Em uma segunda etapa serão desenvolvidos os seguintes tarefas:

*   delimitação da área de toda a propriedade;

*   pesquisa junto a moradores para obter relatos e fotografias;

*   vistoria do telhado e topo de todas as paredes e torres;

*   prospecção do solo para determinação de resistência;

*   coleta da argamassa de vários locais para reconstituição do traço;

*   remoção da argamassa de cimento;

*   consolidação de todas as trincas;

*   substituição de peças e remontagem do telhado;

*   recomposição do forro;

*   adornos e reconstituição das pinturas ornamentais;

*   recomposição da argamassa;

*   recuperação da escada de ferro de uma das torres;

*   recuperação e/ou confecção das portas e janelas;

*   colocação de novo assoalho;

*   reconstituição dos ladrilhos hidráulicos;

*   impermeabilização da fundação, telhados e adjacência;

*   pintura de portas, janelas e paredes.

8 O uso da computação gráfica

 

Como forma de estudar e manter um registro da morfologia, foi feito um estudo utilizando-se, um programa compatível com a plataforma CAD, denominado Sketchup 3D, desenvolvido por @Last Software, Inc. Tal programa permitiu fazer um registro tridimensional da capela. Tal registro serve tanto como forma de preservar a morfologia da capela, auxiliando desta forma profissionais que possam, futuramente, vir a intervir na capela, quanto para ajudar na captação de recursos para a restauração da mesma. Como se sabe, a falta de recursos é problema crucial na restauração do patrimônio edificado no Brasil.

O trabalho foi desenvolvido a partir do levantamento arquitetônico, que se encontrava no AutoCAD2000. Partiu-se da planta baixa, para posteriormente executar-se as elevações. Com o modelo pronto, pode-se determinar qualquer ponto de vista, sendo possível, inclusive, a realização de animações. O modelo 3D permite a visualização dinâmica do conjunto, através de vistas aéreas e de percursos de animação nas fachadas principais da capela. Na geração do modelo, seguiu-se os princípios da composição arquitetônica para decompor as partes, a serem modeladas, definindo os elementos arquitetônicos e de composição. Os resultados podem ser vistos nas figuras abaixo.

 

Fachada frontal

Fachada Lateral

 

Perspectiva

Vista superior

 

 

Perspectiva

Perspectiva

 

9 Conclusões

 

Face ao exposto, a proposta de consolidação e valorização da Capela de São Joaquim da Grama visa a melhorar a integridade estrutural e corrigir degradações localizadas das alvenarias, além de ser uma proposta de preservar um patrimônio histórico e cultural. Entre as possíveis soluções, escolheu-se a que melhor parece cumprir os requisitos de economia e facilidade de execução.

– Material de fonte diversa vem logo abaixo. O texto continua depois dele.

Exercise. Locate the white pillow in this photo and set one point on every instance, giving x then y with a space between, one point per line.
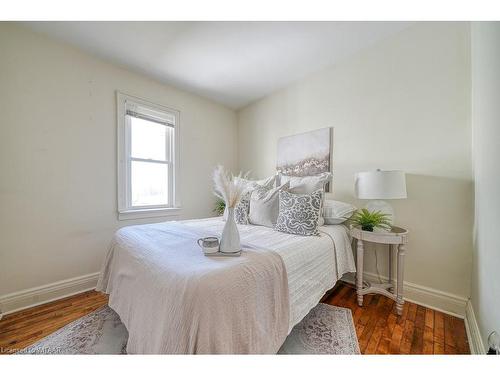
264 206
306 184
266 182
336 212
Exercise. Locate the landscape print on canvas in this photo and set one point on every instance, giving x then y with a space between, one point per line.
305 154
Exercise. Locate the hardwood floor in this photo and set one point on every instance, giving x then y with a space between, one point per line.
419 330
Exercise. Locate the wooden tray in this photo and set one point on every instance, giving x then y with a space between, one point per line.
220 254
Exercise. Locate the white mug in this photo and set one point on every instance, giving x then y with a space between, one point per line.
209 244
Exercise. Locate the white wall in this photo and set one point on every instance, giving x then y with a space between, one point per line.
58 207
486 125
402 104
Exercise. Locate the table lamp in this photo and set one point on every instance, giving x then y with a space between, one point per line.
379 185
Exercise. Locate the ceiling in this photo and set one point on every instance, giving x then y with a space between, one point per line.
233 63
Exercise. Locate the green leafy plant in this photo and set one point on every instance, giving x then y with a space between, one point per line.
220 206
369 220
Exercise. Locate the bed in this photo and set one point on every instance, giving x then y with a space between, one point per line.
173 299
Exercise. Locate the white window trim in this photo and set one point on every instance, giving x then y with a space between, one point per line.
124 211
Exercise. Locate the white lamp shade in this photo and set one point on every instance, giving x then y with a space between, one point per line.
381 185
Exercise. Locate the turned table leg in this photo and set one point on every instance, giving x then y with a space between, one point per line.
359 271
391 289
399 299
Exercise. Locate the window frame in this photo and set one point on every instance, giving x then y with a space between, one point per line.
125 209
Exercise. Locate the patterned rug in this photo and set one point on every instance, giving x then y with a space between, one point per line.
325 330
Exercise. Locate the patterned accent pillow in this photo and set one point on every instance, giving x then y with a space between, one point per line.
242 209
299 213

O uso de ferramentas computacionais gráficas para o auxílio de profissionais de arquitetura está ganhando espaço e credibilidade à medida que seu potencial é conhecido. Particularmente a área de patrimônio é beneficiada através de um simples processo de armazenagem de dados como desenhos antigos digitalizados, que muitas vezes se perdem com o tempo. Além disso, a visualização de segmentos importantes da edificação histórica em estudo permite seu conhecimento por todos os envolvidos nos grupos de restauração, arquitetos, engenheiros e muito mais. O conhecimento prévio de patrimônio também ajuda aqueles que não podem se locomover até o local. A computação gráfica promove a divulgação do patrimônio e a conscientização pela preservação.

A preservação da capela, apesar da escassez de recursos, é necessária, devido à construção ser uma das mais importantes capelas rurais do século XIX no estado do Rio de Janeiro, testemunho do poder “imperial” e dos plantadores de café da região. Além disso, a capela é um monumento de reconhecido valor histórico, artístico e arquitetônico, o que provoca o interesse da população local e da Prefeitura Municipal de Rio Claro/RJ em resgatar esse patrimônio edificado, tombado desde 1990 pelo Estado.

As medidas urgentes, descritas anteriormente, são necessárias para evitar problemas mais sérios como a perda sucessiva de estruturas até o seu arruinamento total. Evitando essas perdas na capela, assim que possível, os trabalhos futuros serão de grande importância para a preservação desse patrimônio histórico, artístico e arquitetônico.